8. The method of claim 6, wherein the converting the data format of the media data to be processed to the target format comprises:

calling a drawing function matched with the operating system, and inputting the media data to be processed into a graphic processor;

performing batch format conversion processing by the graphic processor so as to convert the data format of the media data to be processed into the target format;

and transmitting the media data to be processed belonging to the target format in the graphic processor back to the central processing unit.

9. The method of claim 6, wherein the business process results include drive related data, the method further comprising:

and controlling the virtual roles in the virtual interaction scene according to the driving related data, and moving according to the actions of the objects in the media data to be processed.

10. The method according to any one of claims 1 to 5, wherein the target service comprises a play service, the media data to be processed corresponding to the target service comprises the virtual scene data, and further comprises at least one of the real scene data and the media data file;

performing format conversion on at least one of the real scene data and the media data file to obtain target video data suitable for the illusion engine;

and superposing the target video data for playing in the process of playing the virtual interaction scene corresponding to the virtual scene data through the virtual interaction application.

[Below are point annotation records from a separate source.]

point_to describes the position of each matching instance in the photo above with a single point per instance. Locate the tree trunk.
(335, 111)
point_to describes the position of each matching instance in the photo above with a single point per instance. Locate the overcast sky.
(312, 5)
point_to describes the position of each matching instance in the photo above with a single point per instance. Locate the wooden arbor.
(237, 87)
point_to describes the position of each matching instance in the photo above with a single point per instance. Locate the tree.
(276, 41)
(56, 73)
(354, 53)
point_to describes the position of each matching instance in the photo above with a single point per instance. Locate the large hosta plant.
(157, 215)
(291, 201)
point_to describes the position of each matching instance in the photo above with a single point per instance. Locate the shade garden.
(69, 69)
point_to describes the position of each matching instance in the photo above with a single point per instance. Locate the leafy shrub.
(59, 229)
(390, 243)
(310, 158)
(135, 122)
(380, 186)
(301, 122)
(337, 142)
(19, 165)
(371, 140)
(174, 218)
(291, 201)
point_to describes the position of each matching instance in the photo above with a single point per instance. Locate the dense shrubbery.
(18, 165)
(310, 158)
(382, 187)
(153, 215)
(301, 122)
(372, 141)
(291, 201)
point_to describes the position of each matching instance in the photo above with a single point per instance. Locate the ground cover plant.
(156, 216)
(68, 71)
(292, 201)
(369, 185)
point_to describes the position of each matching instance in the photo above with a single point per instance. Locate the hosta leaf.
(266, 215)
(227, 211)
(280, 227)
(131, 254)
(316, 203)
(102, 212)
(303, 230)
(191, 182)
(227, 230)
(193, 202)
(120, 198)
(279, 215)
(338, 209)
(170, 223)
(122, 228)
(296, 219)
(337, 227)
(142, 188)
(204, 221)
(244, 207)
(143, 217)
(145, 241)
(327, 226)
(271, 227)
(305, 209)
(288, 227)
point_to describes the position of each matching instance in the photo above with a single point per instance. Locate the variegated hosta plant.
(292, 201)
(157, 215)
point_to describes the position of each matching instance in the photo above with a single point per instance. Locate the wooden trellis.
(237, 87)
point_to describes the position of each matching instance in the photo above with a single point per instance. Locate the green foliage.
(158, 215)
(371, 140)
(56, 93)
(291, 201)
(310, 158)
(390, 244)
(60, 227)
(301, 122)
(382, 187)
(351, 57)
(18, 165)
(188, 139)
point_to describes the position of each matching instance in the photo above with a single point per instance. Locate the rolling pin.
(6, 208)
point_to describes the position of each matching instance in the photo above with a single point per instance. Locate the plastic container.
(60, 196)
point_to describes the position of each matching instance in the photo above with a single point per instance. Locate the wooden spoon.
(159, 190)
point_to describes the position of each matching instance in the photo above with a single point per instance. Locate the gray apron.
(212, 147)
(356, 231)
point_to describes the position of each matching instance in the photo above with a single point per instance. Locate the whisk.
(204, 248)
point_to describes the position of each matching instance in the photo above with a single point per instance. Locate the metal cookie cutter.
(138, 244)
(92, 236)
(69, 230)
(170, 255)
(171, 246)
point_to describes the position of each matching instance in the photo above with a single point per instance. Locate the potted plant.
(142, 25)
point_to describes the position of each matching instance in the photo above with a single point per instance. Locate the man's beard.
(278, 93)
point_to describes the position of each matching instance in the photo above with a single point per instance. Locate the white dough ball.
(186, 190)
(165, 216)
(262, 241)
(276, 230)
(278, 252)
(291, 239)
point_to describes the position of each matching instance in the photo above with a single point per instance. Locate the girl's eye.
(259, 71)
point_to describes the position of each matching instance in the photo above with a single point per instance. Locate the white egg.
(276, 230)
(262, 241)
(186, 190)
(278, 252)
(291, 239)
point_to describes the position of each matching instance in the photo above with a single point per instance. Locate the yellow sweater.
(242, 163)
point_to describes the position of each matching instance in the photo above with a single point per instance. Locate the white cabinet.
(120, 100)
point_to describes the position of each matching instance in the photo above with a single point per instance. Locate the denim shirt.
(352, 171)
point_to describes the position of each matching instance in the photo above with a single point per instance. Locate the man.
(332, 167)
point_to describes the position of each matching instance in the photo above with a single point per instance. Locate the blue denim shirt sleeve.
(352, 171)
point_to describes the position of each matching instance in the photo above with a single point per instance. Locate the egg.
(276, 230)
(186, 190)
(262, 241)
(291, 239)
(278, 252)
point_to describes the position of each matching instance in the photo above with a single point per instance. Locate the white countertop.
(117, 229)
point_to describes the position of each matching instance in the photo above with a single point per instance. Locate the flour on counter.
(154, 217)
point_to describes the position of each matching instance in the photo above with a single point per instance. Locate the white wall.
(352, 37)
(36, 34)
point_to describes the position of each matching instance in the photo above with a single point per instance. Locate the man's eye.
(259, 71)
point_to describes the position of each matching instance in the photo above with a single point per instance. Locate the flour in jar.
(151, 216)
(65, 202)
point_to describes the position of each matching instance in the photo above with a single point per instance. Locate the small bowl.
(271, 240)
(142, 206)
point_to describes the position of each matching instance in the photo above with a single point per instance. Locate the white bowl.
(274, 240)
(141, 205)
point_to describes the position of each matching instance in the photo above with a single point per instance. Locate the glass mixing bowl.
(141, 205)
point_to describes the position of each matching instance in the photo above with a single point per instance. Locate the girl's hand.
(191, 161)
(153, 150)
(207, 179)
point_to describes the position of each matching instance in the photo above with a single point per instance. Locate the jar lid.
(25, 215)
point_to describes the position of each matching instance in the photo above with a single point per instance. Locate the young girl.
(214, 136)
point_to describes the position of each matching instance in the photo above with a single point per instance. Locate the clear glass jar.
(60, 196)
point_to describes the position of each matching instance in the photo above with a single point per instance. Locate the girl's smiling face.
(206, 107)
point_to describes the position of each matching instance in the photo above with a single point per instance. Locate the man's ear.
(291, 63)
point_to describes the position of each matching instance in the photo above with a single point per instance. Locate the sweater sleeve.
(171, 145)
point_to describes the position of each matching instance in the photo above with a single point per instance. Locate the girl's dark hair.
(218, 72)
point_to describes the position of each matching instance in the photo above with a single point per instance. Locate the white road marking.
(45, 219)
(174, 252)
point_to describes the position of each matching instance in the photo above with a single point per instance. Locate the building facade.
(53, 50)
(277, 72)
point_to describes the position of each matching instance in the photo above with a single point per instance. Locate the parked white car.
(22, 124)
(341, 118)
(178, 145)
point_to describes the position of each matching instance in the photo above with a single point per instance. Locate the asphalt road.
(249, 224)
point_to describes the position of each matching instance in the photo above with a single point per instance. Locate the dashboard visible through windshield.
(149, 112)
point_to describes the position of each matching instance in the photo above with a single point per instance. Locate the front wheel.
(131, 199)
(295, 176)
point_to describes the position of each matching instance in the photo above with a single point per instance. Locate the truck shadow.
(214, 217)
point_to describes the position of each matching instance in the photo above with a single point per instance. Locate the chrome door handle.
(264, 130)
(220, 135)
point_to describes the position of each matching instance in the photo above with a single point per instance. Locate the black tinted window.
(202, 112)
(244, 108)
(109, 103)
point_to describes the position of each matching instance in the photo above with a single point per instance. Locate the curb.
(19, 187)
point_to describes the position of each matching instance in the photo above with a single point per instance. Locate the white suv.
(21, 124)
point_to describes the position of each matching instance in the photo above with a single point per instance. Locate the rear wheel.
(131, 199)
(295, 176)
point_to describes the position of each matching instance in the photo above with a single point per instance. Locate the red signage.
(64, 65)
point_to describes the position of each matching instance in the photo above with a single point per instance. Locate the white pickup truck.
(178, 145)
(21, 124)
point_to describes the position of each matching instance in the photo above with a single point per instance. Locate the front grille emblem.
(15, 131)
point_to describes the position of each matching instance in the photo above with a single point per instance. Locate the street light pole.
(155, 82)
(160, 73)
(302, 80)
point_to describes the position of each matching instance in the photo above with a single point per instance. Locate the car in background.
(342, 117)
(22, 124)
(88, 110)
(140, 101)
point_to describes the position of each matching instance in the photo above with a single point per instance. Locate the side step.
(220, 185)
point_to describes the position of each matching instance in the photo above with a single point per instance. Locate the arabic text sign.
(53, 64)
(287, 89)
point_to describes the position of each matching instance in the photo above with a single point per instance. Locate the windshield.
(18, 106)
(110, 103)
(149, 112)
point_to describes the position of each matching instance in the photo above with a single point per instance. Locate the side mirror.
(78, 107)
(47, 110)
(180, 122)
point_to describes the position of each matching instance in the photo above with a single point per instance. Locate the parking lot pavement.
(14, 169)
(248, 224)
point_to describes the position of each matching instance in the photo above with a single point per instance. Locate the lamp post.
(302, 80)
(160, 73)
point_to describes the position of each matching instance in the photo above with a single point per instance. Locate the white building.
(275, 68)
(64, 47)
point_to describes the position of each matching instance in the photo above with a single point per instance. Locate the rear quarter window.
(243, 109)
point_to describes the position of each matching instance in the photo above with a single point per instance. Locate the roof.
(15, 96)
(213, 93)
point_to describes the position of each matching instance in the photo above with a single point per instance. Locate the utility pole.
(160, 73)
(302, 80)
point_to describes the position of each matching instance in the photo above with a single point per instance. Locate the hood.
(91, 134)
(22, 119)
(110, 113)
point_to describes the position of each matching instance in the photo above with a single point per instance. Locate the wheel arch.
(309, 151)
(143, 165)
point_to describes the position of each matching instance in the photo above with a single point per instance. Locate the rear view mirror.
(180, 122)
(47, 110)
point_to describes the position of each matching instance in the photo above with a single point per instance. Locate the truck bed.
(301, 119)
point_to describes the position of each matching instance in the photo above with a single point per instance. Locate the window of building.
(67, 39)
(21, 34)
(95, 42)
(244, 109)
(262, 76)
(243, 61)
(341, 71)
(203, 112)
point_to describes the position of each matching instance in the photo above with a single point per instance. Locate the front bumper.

11. The method according to any one of claims 1 to 5, wherein the target service comprises a video encoding service, wherein the media data to be processed corresponding to the target service comprises the virtual scene data, or wherein the media data to be processed further comprises at least one of the real scene data and the media data file;

acquiring a preset coding state;

and the sub-thread is used for encoding the media data to be processed according to the encoding state through the sub-thread to obtain a target encoding file which is adapted to the operating system.

12. A media data processing device, the device comprising:

13. A computer device comprising a memory and a processor, the memory storing a computer program, characterized in that the processor implements the steps of the method of any one of claims 1 to 11 when the computer program is executed.

14. A computer readable storage medium, on which a computer program is stored, characterized in that the computer program, when being executed by a processor, implements the steps of the method of any of claims 1 to 11.

15. A computer program product comprising a computer program, characterized in that the computer program, when being executed by a processor, implements the steps of the method of any one of claims 1 to 11.